If require exact aggregates, why need two queries in topN?

I read the docment in http://druid.io/docs/0.9.2/querying/topnquery.html

there is

“Users who can tolerate approximate rank topN over a dimension with greater than 1000 unique values, but require exact aggregates can issue two queries. One to get the approximate topN dimension values, and another topN with dimension selection filters which only use the topN results of the first.”
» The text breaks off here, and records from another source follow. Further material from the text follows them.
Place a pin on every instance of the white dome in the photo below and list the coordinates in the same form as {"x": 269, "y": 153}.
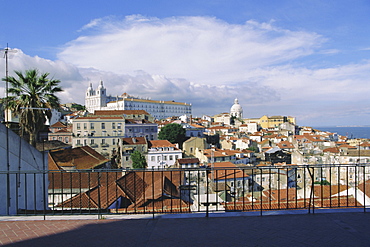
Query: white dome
{"x": 236, "y": 110}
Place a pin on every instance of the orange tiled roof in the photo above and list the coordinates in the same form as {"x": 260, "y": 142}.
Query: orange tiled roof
{"x": 81, "y": 157}
{"x": 161, "y": 143}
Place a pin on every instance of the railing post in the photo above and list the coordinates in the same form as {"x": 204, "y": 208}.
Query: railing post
{"x": 207, "y": 192}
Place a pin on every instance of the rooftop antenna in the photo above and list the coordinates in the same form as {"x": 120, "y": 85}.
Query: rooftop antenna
{"x": 6, "y": 56}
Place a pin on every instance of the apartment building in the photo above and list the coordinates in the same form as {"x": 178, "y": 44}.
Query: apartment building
{"x": 104, "y": 129}
{"x": 159, "y": 109}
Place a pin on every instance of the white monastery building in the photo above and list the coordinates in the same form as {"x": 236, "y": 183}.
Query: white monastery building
{"x": 236, "y": 110}
{"x": 159, "y": 109}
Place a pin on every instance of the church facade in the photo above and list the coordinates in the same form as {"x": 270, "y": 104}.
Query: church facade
{"x": 159, "y": 109}
{"x": 236, "y": 110}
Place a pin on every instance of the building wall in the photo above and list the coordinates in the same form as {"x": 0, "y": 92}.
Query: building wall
{"x": 98, "y": 100}
{"x": 163, "y": 158}
{"x": 17, "y": 155}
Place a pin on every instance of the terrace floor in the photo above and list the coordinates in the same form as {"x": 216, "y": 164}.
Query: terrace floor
{"x": 294, "y": 228}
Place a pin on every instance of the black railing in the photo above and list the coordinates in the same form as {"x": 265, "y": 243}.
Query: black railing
{"x": 193, "y": 190}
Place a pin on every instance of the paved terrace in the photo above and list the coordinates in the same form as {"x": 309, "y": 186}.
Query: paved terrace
{"x": 297, "y": 228}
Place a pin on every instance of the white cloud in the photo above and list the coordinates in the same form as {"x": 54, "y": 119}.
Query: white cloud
{"x": 202, "y": 49}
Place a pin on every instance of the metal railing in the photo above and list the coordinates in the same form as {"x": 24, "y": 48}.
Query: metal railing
{"x": 185, "y": 190}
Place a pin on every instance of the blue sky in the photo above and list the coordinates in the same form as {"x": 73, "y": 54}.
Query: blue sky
{"x": 308, "y": 59}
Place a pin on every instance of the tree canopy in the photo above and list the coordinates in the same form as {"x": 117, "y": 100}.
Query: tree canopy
{"x": 138, "y": 160}
{"x": 32, "y": 96}
{"x": 174, "y": 133}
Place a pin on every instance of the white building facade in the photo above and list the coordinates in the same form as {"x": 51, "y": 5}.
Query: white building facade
{"x": 103, "y": 132}
{"x": 162, "y": 154}
{"x": 159, "y": 109}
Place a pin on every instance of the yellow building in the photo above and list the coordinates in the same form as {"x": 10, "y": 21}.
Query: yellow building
{"x": 271, "y": 122}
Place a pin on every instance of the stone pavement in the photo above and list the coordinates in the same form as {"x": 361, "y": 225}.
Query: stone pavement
{"x": 319, "y": 229}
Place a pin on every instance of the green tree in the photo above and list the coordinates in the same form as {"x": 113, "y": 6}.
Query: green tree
{"x": 174, "y": 133}
{"x": 28, "y": 94}
{"x": 138, "y": 160}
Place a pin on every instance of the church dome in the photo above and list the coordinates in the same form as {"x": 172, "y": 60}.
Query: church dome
{"x": 236, "y": 110}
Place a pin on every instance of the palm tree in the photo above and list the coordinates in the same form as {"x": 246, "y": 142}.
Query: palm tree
{"x": 30, "y": 95}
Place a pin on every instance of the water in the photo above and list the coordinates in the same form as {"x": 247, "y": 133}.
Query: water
{"x": 350, "y": 132}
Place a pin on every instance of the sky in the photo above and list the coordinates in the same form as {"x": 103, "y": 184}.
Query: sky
{"x": 309, "y": 59}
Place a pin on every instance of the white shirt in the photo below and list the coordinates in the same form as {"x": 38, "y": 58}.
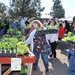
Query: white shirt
{"x": 30, "y": 40}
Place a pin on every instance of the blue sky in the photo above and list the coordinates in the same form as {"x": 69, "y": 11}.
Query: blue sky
{"x": 68, "y": 5}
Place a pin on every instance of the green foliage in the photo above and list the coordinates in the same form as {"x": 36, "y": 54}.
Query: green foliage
{"x": 57, "y": 9}
{"x": 8, "y": 43}
{"x": 24, "y": 70}
{"x": 15, "y": 33}
{"x": 27, "y": 8}
{"x": 2, "y": 9}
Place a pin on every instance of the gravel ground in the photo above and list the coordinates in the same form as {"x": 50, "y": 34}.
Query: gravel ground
{"x": 57, "y": 66}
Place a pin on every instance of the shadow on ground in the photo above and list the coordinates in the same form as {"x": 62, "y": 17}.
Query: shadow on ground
{"x": 58, "y": 68}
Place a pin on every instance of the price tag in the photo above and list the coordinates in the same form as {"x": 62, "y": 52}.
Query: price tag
{"x": 16, "y": 64}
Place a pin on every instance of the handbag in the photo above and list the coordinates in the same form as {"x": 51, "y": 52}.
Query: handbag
{"x": 47, "y": 49}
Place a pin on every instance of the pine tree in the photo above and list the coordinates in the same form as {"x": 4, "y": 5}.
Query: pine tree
{"x": 57, "y": 9}
{"x": 25, "y": 8}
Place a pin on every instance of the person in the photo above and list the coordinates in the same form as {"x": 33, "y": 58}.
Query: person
{"x": 22, "y": 24}
{"x": 74, "y": 28}
{"x": 12, "y": 24}
{"x": 67, "y": 27}
{"x": 31, "y": 26}
{"x": 60, "y": 32}
{"x": 53, "y": 38}
{"x": 37, "y": 45}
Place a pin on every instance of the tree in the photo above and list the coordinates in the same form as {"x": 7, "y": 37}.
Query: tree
{"x": 25, "y": 8}
{"x": 2, "y": 9}
{"x": 57, "y": 9}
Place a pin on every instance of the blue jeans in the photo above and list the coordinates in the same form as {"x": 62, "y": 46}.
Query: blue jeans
{"x": 44, "y": 58}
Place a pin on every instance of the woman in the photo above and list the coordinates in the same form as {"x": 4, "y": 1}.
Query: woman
{"x": 54, "y": 38}
{"x": 71, "y": 56}
{"x": 60, "y": 32}
{"x": 67, "y": 27}
{"x": 37, "y": 43}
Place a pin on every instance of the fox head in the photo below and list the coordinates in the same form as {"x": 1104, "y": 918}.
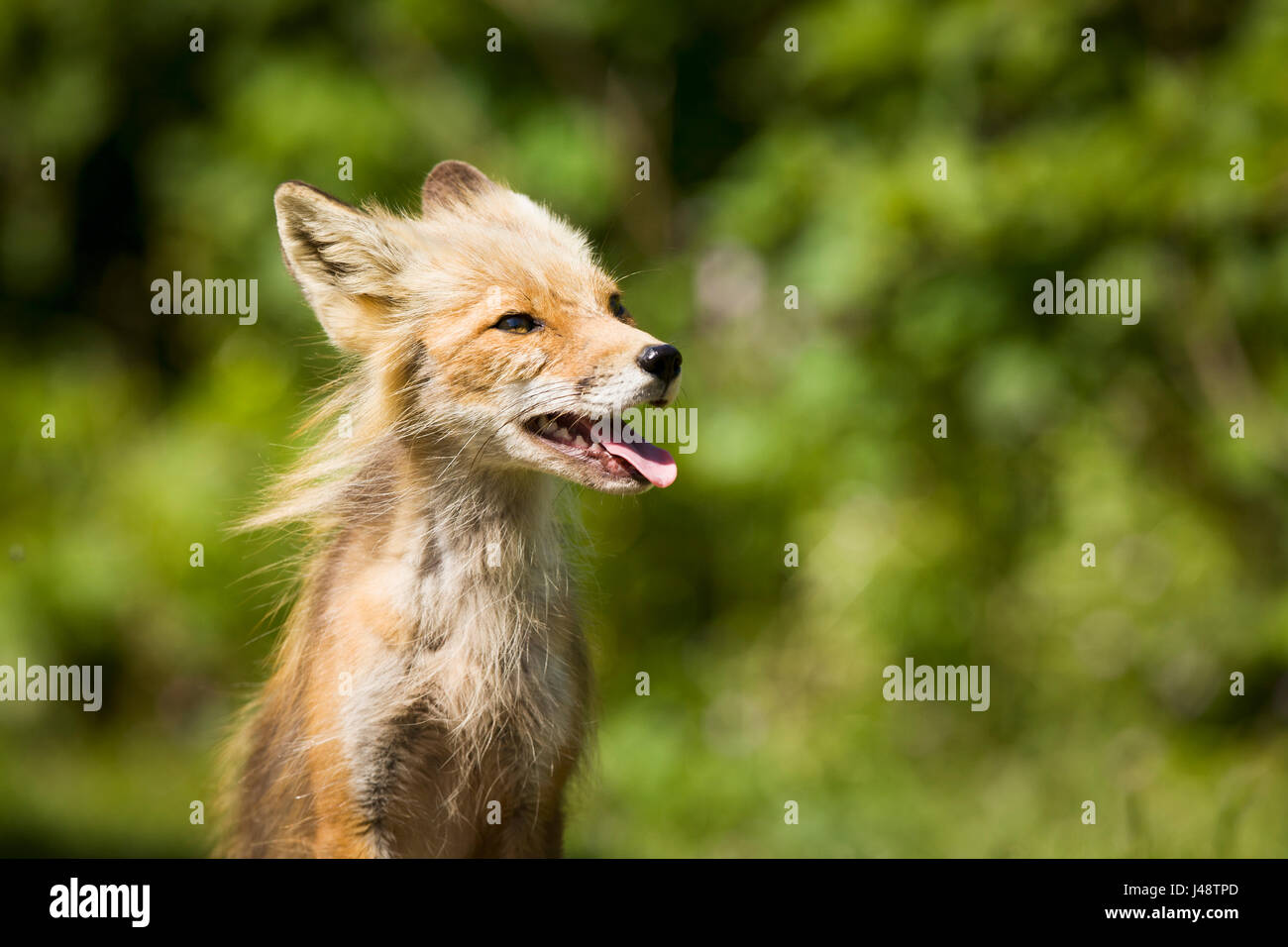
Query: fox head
{"x": 487, "y": 325}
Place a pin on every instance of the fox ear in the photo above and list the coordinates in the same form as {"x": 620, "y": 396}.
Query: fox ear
{"x": 347, "y": 263}
{"x": 452, "y": 182}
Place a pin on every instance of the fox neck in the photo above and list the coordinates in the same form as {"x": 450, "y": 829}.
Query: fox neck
{"x": 485, "y": 551}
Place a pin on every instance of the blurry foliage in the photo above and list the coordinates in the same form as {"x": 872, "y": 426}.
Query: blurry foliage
{"x": 769, "y": 169}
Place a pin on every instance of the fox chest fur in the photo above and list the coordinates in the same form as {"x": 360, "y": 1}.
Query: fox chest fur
{"x": 438, "y": 703}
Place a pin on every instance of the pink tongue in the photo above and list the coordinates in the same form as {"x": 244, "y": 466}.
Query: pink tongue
{"x": 651, "y": 460}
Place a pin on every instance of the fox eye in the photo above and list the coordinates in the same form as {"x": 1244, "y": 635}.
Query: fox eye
{"x": 516, "y": 322}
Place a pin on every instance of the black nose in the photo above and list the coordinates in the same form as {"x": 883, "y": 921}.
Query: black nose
{"x": 662, "y": 361}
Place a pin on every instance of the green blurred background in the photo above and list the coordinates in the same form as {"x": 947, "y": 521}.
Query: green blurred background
{"x": 810, "y": 169}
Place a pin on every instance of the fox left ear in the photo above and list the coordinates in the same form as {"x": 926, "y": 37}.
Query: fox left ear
{"x": 347, "y": 262}
{"x": 452, "y": 182}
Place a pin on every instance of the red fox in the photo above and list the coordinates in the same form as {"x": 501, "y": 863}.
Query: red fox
{"x": 429, "y": 690}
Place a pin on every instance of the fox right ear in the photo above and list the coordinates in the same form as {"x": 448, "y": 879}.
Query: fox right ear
{"x": 347, "y": 263}
{"x": 452, "y": 182}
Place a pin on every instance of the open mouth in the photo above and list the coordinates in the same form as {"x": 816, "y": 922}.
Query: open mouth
{"x": 612, "y": 446}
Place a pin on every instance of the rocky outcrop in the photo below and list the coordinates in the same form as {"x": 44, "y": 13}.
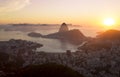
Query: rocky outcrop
{"x": 110, "y": 35}
{"x": 63, "y": 28}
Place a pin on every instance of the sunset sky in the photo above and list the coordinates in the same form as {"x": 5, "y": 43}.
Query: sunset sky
{"x": 89, "y": 12}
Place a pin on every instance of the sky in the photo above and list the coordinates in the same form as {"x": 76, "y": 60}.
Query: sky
{"x": 87, "y": 12}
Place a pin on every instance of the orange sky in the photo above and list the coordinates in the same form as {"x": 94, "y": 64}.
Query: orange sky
{"x": 86, "y": 12}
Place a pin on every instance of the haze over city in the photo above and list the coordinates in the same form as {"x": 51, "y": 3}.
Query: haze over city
{"x": 85, "y": 12}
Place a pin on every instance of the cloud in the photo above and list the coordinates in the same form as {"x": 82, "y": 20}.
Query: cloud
{"x": 12, "y": 5}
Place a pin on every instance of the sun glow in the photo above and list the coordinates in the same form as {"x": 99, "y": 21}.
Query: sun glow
{"x": 109, "y": 22}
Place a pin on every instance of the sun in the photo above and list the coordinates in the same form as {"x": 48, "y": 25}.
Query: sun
{"x": 109, "y": 22}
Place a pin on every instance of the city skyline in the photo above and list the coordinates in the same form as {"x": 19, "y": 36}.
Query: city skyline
{"x": 89, "y": 12}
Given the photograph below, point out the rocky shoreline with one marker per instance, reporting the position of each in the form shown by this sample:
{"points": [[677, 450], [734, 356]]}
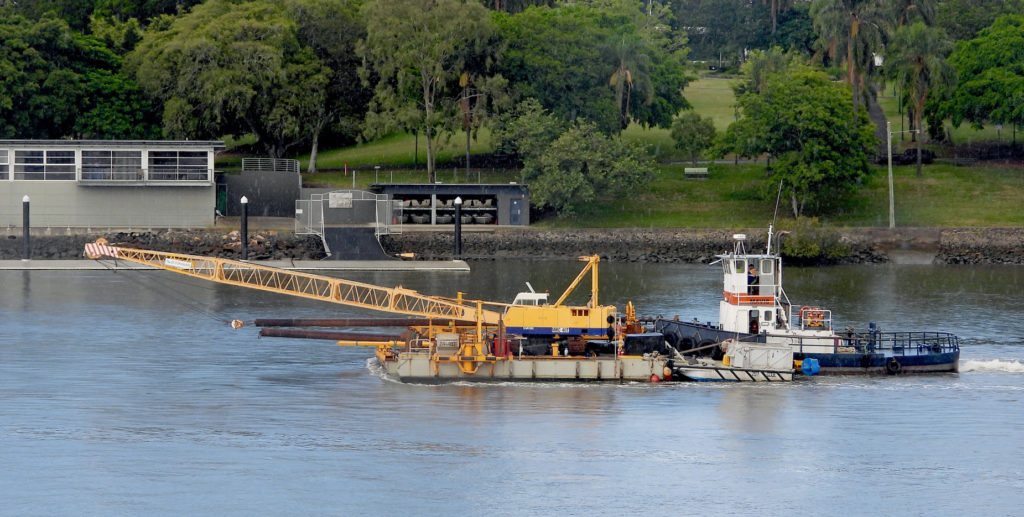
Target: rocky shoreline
{"points": [[948, 246]]}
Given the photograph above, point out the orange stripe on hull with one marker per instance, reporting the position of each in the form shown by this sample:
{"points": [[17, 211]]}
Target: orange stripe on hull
{"points": [[738, 299]]}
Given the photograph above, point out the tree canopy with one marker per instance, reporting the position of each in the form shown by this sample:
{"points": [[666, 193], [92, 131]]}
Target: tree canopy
{"points": [[56, 82], [232, 68], [419, 49], [990, 76], [805, 121], [607, 62]]}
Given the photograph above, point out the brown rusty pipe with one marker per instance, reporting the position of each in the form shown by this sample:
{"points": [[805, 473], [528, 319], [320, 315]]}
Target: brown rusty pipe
{"points": [[333, 336], [395, 321]]}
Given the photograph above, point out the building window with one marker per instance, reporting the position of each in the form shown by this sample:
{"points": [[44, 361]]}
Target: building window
{"points": [[45, 165], [179, 166], [112, 165]]}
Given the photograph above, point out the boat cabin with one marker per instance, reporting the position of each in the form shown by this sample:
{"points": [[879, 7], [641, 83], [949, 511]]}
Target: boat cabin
{"points": [[753, 299]]}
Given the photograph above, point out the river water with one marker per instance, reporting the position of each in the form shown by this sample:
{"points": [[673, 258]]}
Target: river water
{"points": [[125, 393]]}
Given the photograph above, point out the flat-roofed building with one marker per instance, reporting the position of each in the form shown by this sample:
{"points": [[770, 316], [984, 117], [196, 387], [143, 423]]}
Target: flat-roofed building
{"points": [[109, 183]]}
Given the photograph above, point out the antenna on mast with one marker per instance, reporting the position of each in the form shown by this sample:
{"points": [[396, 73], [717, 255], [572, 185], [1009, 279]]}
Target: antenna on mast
{"points": [[778, 197]]}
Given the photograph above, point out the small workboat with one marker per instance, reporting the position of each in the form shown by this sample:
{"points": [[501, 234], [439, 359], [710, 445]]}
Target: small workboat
{"points": [[756, 309]]}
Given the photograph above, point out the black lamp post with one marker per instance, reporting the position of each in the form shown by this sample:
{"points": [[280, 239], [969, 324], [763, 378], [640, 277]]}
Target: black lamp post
{"points": [[458, 228], [27, 253], [245, 228]]}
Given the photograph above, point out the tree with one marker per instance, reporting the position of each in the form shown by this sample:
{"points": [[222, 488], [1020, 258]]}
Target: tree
{"points": [[805, 121], [724, 29], [610, 62], [58, 83], [851, 32], [526, 130], [582, 167], [231, 68], [332, 29], [918, 62], [415, 47], [990, 76], [693, 134], [963, 19]]}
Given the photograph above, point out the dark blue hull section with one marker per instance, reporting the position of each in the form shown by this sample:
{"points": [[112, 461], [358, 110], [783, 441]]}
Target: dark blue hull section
{"points": [[872, 352]]}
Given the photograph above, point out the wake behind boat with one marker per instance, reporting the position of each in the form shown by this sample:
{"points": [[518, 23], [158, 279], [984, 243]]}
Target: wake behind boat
{"points": [[756, 309]]}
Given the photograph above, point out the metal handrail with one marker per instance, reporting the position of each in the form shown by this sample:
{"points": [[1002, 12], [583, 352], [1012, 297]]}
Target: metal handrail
{"points": [[899, 343]]}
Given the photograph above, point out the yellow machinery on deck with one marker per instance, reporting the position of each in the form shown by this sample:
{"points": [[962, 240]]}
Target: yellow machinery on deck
{"points": [[465, 330]]}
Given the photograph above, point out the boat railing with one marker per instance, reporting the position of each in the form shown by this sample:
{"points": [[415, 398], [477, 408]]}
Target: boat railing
{"points": [[908, 343], [894, 343], [813, 318]]}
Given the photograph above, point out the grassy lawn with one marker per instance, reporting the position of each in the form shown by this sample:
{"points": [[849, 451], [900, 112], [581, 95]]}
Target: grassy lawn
{"points": [[387, 174], [731, 198], [734, 197], [398, 149]]}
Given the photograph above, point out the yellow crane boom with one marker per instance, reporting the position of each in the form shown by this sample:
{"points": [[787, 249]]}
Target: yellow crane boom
{"points": [[396, 300]]}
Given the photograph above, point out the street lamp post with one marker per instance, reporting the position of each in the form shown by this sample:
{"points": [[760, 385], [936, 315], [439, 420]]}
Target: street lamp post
{"points": [[889, 142], [245, 227], [458, 228], [27, 255]]}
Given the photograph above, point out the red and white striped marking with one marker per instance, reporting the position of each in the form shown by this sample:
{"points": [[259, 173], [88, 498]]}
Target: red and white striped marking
{"points": [[96, 250]]}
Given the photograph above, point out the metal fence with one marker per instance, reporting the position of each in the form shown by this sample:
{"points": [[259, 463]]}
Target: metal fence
{"points": [[269, 165]]}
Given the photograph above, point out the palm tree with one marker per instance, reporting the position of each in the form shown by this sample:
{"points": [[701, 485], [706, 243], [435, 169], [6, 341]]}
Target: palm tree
{"points": [[632, 70], [852, 32], [919, 62], [908, 11]]}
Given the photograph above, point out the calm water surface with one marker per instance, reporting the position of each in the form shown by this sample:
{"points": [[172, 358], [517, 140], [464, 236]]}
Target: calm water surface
{"points": [[125, 393]]}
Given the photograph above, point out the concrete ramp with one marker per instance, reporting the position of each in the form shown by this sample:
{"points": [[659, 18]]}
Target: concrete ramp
{"points": [[353, 244]]}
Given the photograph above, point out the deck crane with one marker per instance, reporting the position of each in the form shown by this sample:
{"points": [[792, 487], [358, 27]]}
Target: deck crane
{"points": [[467, 331]]}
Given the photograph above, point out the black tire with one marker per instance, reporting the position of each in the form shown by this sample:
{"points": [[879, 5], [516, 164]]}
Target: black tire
{"points": [[893, 367], [685, 344], [673, 338]]}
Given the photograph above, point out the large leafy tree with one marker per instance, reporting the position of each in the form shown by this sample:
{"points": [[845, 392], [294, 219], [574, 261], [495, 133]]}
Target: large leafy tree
{"points": [[609, 62], [332, 30], [692, 133], [584, 166], [232, 68], [805, 121], [990, 76], [851, 32], [418, 50], [56, 83], [963, 19], [570, 168], [918, 62]]}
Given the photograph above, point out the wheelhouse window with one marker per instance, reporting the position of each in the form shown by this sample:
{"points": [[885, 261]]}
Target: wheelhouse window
{"points": [[44, 165], [112, 165], [178, 166]]}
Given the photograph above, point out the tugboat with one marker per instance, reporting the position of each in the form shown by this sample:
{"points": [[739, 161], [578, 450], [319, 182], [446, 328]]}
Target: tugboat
{"points": [[756, 309]]}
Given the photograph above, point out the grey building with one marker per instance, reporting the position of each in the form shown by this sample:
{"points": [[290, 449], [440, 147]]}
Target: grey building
{"points": [[109, 183]]}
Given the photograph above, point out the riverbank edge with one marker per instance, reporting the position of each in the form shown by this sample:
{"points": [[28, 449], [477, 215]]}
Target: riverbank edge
{"points": [[942, 246]]}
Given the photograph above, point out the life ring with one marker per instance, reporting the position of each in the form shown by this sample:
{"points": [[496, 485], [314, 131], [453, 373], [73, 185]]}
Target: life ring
{"points": [[865, 361], [893, 367], [814, 316]]}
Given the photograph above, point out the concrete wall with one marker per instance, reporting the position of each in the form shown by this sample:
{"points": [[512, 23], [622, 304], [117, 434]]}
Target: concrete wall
{"points": [[361, 212], [269, 194], [67, 204]]}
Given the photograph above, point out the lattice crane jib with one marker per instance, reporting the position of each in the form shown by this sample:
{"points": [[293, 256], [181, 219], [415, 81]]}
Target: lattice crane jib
{"points": [[396, 300]]}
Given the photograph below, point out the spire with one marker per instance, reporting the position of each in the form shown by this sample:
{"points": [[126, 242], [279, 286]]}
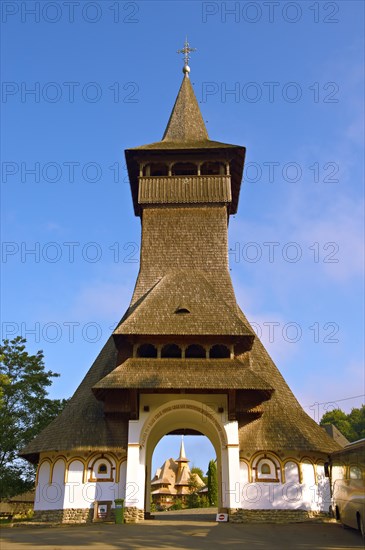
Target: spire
{"points": [[182, 457], [186, 122]]}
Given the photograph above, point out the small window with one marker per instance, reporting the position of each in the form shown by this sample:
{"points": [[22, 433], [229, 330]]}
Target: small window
{"points": [[182, 310], [102, 469], [219, 352], [265, 468], [355, 472]]}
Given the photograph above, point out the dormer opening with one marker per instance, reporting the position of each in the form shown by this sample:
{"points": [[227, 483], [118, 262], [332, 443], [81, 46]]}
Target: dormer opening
{"points": [[184, 169], [156, 169], [194, 351], [171, 351], [219, 351], [147, 350], [212, 169]]}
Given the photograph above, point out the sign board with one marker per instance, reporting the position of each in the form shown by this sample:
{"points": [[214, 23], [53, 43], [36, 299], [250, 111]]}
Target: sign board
{"points": [[221, 517]]}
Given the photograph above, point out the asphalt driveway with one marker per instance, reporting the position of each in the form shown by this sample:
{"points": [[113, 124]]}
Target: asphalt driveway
{"points": [[184, 535]]}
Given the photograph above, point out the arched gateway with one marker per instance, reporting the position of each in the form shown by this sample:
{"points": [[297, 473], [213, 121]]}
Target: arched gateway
{"points": [[183, 357]]}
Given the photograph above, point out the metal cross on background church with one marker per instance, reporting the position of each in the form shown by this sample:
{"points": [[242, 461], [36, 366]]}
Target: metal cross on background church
{"points": [[186, 50]]}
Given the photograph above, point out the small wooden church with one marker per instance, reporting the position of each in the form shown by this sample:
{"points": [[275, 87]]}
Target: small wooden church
{"points": [[183, 359], [171, 482]]}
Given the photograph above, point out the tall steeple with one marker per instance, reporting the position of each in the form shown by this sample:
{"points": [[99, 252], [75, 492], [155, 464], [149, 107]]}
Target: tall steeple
{"points": [[186, 122]]}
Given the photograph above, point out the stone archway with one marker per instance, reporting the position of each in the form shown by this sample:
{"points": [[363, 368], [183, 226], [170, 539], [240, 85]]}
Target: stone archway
{"points": [[181, 416], [171, 416]]}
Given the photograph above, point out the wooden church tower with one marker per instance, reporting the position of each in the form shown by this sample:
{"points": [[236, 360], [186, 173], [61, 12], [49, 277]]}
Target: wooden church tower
{"points": [[183, 359]]}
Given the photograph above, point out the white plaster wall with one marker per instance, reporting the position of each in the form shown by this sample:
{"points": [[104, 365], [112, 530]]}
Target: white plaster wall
{"points": [[44, 471], [290, 495], [122, 479], [323, 489], [53, 494], [74, 486]]}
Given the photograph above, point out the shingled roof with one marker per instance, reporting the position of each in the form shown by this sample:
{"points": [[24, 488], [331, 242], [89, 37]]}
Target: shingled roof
{"points": [[183, 303], [189, 374]]}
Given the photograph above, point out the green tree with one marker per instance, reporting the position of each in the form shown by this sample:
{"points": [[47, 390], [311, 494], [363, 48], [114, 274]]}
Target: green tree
{"points": [[351, 425], [212, 483], [24, 411]]}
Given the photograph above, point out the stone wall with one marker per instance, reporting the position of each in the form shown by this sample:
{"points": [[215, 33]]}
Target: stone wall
{"points": [[133, 515], [272, 516]]}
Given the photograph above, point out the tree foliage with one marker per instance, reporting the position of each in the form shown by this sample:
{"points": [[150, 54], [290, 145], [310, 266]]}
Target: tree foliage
{"points": [[212, 483], [24, 411], [351, 425]]}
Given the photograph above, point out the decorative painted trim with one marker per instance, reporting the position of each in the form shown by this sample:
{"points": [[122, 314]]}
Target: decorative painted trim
{"points": [[60, 457], [297, 463], [77, 459], [270, 456], [45, 459]]}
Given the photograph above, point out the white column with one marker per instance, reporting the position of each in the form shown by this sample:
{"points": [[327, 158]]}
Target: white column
{"points": [[135, 478], [231, 468]]}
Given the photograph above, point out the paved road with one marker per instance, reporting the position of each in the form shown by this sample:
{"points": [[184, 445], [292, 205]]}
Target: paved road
{"points": [[182, 535]]}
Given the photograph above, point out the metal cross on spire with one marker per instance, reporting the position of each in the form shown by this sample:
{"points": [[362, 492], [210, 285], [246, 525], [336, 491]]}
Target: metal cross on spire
{"points": [[186, 50]]}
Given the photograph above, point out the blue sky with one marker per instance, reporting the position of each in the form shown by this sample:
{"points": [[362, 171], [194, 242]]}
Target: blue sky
{"points": [[285, 79]]}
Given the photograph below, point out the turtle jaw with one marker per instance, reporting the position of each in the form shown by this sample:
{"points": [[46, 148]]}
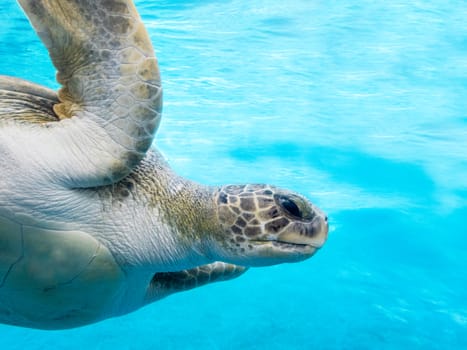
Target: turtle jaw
{"points": [[292, 245], [264, 225]]}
why can’t get the result in first query?

Example First query:

{
    "aggregations": [
             {
                 "fieldName": "L_QUANTITY_longSum",
                 "name": "L_QUANTITY_",
                 "type": "longSum"
             }
    ],
    "dataSource": "tpch_year",
    "dimension":"l_orderkey",
    "granularity": "all",
    "intervals": [
        "1900-01-09T00:00:00.000Z/2992-01-10T00:00:00.000Z"
    ],
    "metric": "L_QUANTITY_",
    "queryType": "topN",
    "threshold": 2
}

Example second query:

{
    "aggregations": [
             {
                 "fieldName": "L_TAX_doubleSum",
                 "name": "L_TAX_",
                 "type": "doubleSum"
             },
             {
                 "fieldName": "L_DISCOUNT_doubleSum",
                 "name": "L_DISCOUNT_",
                 "type": "doubleSum"
             },
             {
                 "fieldName": "L_EXTENDEDPRICE_doubleSum",
                 "name": "L_EXTENDEDPRICE_",
                 "type": "doubleSum"
             },
             {
                 "fieldName": "L_QUANTITY_longSum",
                 "name": "L_QUANTITY_",
                 "type": "longSum"
             },
             {
                 "name": "count",
                 "type": "count"
             }
    ],
    "dataSource": "tpch_year",
    "dimension":"l_orderkey",
    "filter": {
        "fields": [
            {
                "dimension": "l_orderkey",
                "type": "selector",
                "value": "103136"
            },
            {
                "dimension": "l_orderkey",
                "type": "selector",
                "value": "1648672"
            }
        ],
        "type": "or"
    },
    "granularity": "all",
    "intervals": [
        "1900-01-09T00:00:00.000Z/2992-01-10T00:00:00.000Z"
    ],
    "metric": "L_QUANTITY_",
    "queryType": "topN",
    "threshold": 2
}

Quite simply, because each historical does a local topN (top 1000 with the default configuration) before passing the results to the broker which does the topN given the result of the top 1000’s. So, if you have data with a pretty good distribution, and are wanting to compare the top values, they will usually be the top values in all subsets as well. BUT if your data is not very distributed (in such a case topN barely makes any sense anyways), AND you have more than 1000 dimension values, then the result suffers from sample aliasing meaning you are truncating the long tail of the sub-samples before you merge them.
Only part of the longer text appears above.